Q: What is procedural memory in AI agents?

Procedural memory is memory of how to do something — the learned routines, sequences, and shortcuts an agent reaches for without re-deriving them each time. In humans, procedural memory is what makes typing or driving feel automatic. In agents, it shows up as learned tool-use patterns ('when the user says do the usual, run these four steps'), preferred prompt scaffolds ('summaries for this user always lead with metrics'), or a few-shot store of past successful action sequences. Most agents fake procedural memory by stuffing examples into the system prompt. A real procedural-memory layer learns the patterns from interaction and retrieves them when a similar situation comes up. It is the most overlooked of the three memory types and often the highest-leverage one to add — it is what makes an agent get faster at the workflows a particular user repeats.

Q: Do AI agents actually need three memory types?

Most production agents do, even when teams have not consciously designed for it. An agent with only episodic memory drowns in noise — it can recall every conversation but cannot answer 'what does this user prefer.' An agent with only semantic memory loses the ability to reference specific events ('what did we discuss Tuesday'). An agent with no procedural memory keeps relearning the same workflows turn after turn. Simple agents can collapse the layers (a shopping bot might only need a structured profile), but as soon as the agent runs across multiple sessions, handles repeated workflows, or needs to reference past interactions, the three layers earn their keep. The argument is not 'always build all three.' It is 'name which layers you have and which you are skipping, so you know what your agent will be bad at.'

Q: How does episodic memory map to vector databases?

Vector databases are the most common storage for the episodic layer because episodic recall often happens by similarity rather than exact match — 'find the past conversation that looks like this current one' is a vector-search query. Each interaction (a turn, a session, or a summarized event) is embedded and stored with metadata: timestamp, user ID, session ID, tags. Retrieval typically combines semantic similarity with metadata filters ('messages from last week about the migration'). The pattern is not exclusive to vectors — append-only Postgres tables with full-text search work too — but vectors handle paraphrased recall well, which is what users actually do ('what was that thing we talked about'). The key is keeping episodic storage separate from semantic storage; merging them tends to degrade both.

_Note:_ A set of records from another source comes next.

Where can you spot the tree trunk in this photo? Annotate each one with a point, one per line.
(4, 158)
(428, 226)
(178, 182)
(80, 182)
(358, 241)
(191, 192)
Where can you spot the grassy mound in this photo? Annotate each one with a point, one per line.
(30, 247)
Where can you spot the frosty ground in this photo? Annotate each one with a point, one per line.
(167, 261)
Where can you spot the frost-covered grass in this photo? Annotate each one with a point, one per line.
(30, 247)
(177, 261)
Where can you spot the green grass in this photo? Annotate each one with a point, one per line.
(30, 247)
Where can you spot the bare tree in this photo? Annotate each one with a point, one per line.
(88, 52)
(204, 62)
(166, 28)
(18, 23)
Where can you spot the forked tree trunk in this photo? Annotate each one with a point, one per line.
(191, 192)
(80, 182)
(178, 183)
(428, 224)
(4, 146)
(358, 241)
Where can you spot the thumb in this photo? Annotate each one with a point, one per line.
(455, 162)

Q: Is the cognitive science framing accurate for LLMs?

Not literally, no. LLMs do not have neuroscientific separation between episodic, semantic, and procedural systems. Their parameters mix everything they were trained on, and any memory layer outside the parameters is whatever you choose to build. The cognitive labels are an architectural lens, not a claim about model internals. The benefit is design clarity: when you separate episodic from semantic from procedural in your storage, you stop conflating retrieval problems that actually have different solutions. Treat the framing as a useful organizing principle borrowed from a different field — the same way 'pipeline,' 'stack,' and 'cache' borrow from physical systems they do not literally map to. The taxonomy earns its keep when it forces design decisions, not when it claims to describe what the model is doing.

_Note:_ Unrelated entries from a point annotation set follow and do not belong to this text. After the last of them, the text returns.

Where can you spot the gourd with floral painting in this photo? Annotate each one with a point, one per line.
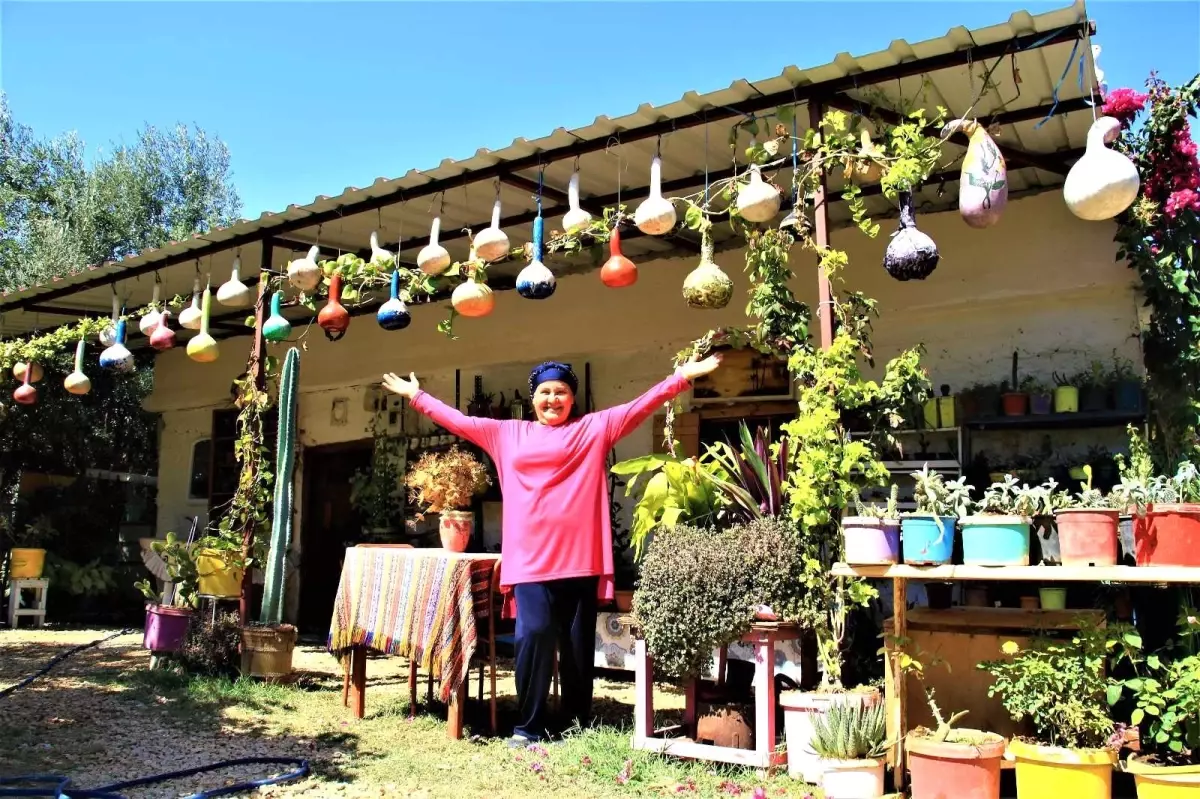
(1104, 182)
(983, 182)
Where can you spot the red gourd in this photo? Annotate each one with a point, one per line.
(618, 271)
(334, 318)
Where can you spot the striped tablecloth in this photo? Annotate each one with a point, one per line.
(419, 604)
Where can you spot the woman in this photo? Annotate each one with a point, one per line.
(557, 538)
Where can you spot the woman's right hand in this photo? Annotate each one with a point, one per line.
(397, 384)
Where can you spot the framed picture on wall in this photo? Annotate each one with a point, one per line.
(745, 374)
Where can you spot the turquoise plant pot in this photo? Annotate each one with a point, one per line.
(928, 540)
(996, 541)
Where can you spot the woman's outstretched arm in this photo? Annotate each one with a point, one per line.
(481, 432)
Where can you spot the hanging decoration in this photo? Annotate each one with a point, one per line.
(707, 287)
(334, 318)
(1104, 182)
(618, 271)
(233, 293)
(118, 356)
(394, 313)
(303, 272)
(203, 347)
(78, 383)
(911, 254)
(276, 328)
(983, 182)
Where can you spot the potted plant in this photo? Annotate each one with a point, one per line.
(873, 534)
(849, 737)
(445, 484)
(1061, 686)
(929, 532)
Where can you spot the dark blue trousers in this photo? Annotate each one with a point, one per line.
(556, 614)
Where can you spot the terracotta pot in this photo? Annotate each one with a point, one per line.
(945, 770)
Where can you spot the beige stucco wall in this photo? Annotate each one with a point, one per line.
(1041, 282)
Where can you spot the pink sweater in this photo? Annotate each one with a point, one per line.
(555, 484)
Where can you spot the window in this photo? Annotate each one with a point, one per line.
(202, 461)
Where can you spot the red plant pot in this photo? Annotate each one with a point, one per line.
(1087, 538)
(1169, 535)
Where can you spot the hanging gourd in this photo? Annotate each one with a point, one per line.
(234, 293)
(203, 348)
(618, 271)
(491, 242)
(149, 322)
(433, 258)
(78, 383)
(163, 337)
(1104, 182)
(911, 254)
(757, 200)
(655, 216)
(276, 328)
(707, 287)
(25, 394)
(303, 272)
(535, 281)
(394, 313)
(118, 358)
(576, 218)
(192, 314)
(983, 182)
(334, 318)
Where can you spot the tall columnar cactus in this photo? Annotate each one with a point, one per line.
(285, 464)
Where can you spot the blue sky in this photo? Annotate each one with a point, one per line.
(316, 96)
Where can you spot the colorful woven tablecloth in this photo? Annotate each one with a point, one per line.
(418, 604)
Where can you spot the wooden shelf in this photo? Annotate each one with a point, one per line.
(1036, 574)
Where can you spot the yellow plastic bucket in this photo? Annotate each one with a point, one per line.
(1056, 773)
(215, 576)
(27, 564)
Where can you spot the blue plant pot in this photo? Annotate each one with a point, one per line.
(928, 540)
(996, 541)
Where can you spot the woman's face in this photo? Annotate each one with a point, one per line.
(552, 402)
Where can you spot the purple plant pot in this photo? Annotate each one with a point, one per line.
(166, 628)
(871, 540)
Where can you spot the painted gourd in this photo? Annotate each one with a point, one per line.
(118, 358)
(233, 293)
(394, 313)
(303, 272)
(163, 337)
(203, 348)
(575, 218)
(655, 216)
(78, 383)
(757, 200)
(983, 182)
(150, 320)
(276, 328)
(618, 271)
(911, 254)
(707, 287)
(535, 281)
(1104, 182)
(433, 258)
(191, 317)
(334, 318)
(491, 242)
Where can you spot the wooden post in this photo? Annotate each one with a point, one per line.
(821, 236)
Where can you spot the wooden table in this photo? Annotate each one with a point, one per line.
(411, 602)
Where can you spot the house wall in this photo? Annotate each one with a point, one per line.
(1042, 282)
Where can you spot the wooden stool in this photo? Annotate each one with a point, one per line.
(39, 607)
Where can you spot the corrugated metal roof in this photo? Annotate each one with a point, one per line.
(1029, 80)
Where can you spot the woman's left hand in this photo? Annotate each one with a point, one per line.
(695, 367)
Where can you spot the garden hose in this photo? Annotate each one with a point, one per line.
(285, 463)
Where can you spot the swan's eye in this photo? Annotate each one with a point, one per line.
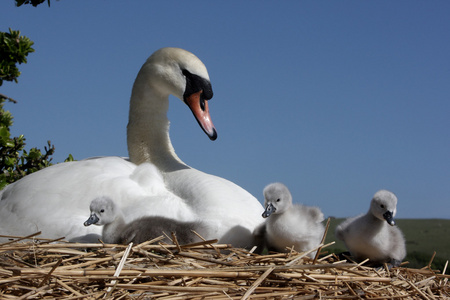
(202, 101)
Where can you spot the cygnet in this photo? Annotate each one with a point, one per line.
(374, 235)
(287, 224)
(115, 231)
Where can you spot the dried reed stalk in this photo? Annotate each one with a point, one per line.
(205, 270)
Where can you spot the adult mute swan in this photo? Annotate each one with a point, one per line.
(155, 182)
(373, 235)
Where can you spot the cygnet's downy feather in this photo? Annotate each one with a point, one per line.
(287, 224)
(115, 231)
(374, 234)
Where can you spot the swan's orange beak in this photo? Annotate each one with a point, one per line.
(199, 107)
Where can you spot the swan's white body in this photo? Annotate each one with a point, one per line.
(373, 235)
(287, 224)
(54, 200)
(115, 231)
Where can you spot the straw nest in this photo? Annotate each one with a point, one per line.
(32, 268)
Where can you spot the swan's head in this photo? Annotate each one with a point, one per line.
(103, 211)
(180, 73)
(277, 199)
(384, 206)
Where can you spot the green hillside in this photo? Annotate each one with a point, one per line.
(423, 237)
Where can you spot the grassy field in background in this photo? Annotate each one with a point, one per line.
(423, 237)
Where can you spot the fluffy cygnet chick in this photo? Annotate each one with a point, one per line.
(289, 224)
(115, 231)
(374, 235)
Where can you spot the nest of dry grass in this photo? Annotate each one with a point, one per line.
(32, 268)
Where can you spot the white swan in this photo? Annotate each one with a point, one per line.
(289, 224)
(115, 231)
(373, 235)
(54, 200)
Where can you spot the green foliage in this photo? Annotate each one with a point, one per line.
(14, 50)
(32, 2)
(15, 162)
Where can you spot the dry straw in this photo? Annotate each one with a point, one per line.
(32, 268)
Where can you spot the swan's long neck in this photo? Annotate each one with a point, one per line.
(148, 128)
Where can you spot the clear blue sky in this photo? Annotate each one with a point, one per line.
(336, 99)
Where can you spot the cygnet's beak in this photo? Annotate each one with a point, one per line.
(199, 107)
(92, 220)
(270, 209)
(389, 218)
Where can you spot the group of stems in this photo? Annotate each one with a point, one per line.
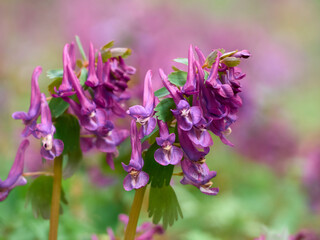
(55, 205)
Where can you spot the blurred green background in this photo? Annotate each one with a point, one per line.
(260, 179)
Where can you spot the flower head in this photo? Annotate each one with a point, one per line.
(136, 178)
(30, 118)
(144, 114)
(168, 153)
(15, 177)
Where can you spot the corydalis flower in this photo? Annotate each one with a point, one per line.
(145, 231)
(65, 89)
(143, 114)
(15, 177)
(199, 175)
(30, 118)
(51, 148)
(136, 177)
(167, 154)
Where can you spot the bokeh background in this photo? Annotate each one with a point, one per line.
(269, 180)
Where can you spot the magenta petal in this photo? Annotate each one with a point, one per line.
(58, 147)
(92, 80)
(196, 114)
(17, 167)
(209, 191)
(176, 155)
(161, 157)
(105, 145)
(48, 155)
(137, 111)
(149, 127)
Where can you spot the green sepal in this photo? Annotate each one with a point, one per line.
(55, 73)
(83, 76)
(158, 175)
(108, 45)
(231, 61)
(162, 92)
(211, 58)
(181, 60)
(163, 111)
(55, 84)
(57, 107)
(151, 137)
(83, 54)
(163, 204)
(39, 195)
(68, 130)
(228, 54)
(178, 78)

Q: Where do Letta's memory blocks fit in this taxonomy?

Letta's core memory blocks (`human` and `persona`) are semantic memory — they hold structured, deduplicated facts about the user and the agent that should always be in context. Letta's recall storage and archival storage hold the episodic layer: full conversation history (recall) and longer-term embedded archives (archival), both retrieved on demand rather than always-in-context. Letta does not have an explicit procedural-memory primitive in the same way; learned routines are typically encoded in the persona block or in the agent's tool definitions rather than in a separate learned-routine store. The split is useful: Letta makes the semantic / episodic boundary an architectural feature rather than a happy accident, which is why it is a cleaner mental model than 'one big memory store.' For a deeper walkthrough see the [Letta walkthrough](/blog/letta-memgpt-walkthrough).

SurePrompts Team

Episodic memory is memory of specific events — what happened, when, and where. Semantic memory is memory of general facts independent of when they were learned. Procedural memory is memory of how to do something. The three-way split comes from cognitive science (Tulving, 1972) and turns out to be a surprisingly useful architectural lens for designing AI agent memory.

This post is for engineers building agents that need to remember things across sessions. Most teams discover the three memory types by accident — they build an event log, then realize they need a fact store, then realize the agent keeps re-deriving the same workflows. Naming the layers up front saves a refactor. The cognitive framing is the entry point; the destination is implementation. For the broader memory landscape — within-session context, provider memory, application memory — see the AI memory systems guide.

Tip

Most production agents end up with three memory primitives — an event log, a fact store, and a learned-routine cache — even when teams don't realize that's what they've built. The cognitive labels (episodic, semantic, procedural) are useful precisely because they force you to name the layer before you build it.

Key takeaways

The three-way split — episodic memory, semantic memory, procedural memory — comes from Tulving's 1972 work in cognitive psychology. It is widely used as a teaching frame even where the boundaries blur in practice.
In agent design, episodic maps to the event log, semantic maps to the structured fact store, and procedural maps to learned routines and reusable action sequences.
Most production agents need all three, even simple ones. Collapsing them into one big store is the most common failure mode.
The cognitive labels are an architectural lens, not a claim about model internals. Use them to organize what you build, not to describe what the model is doing.
Procedural memory is the most overlooked layer. Agents without it relearn the same workflows turn after turn — a quiet tax on every repeated user task.
The right retrieval flow usually goes semantic-first, procedural-second, episodic-on-demand. Searching the event log for every turn is expensive and noisy.
Frameworks expose the layers differently. Letta separates them cleanly; mem0 implements multi-level memory that spans episodic and semantic; many DIY stacks have all three but no labels for them.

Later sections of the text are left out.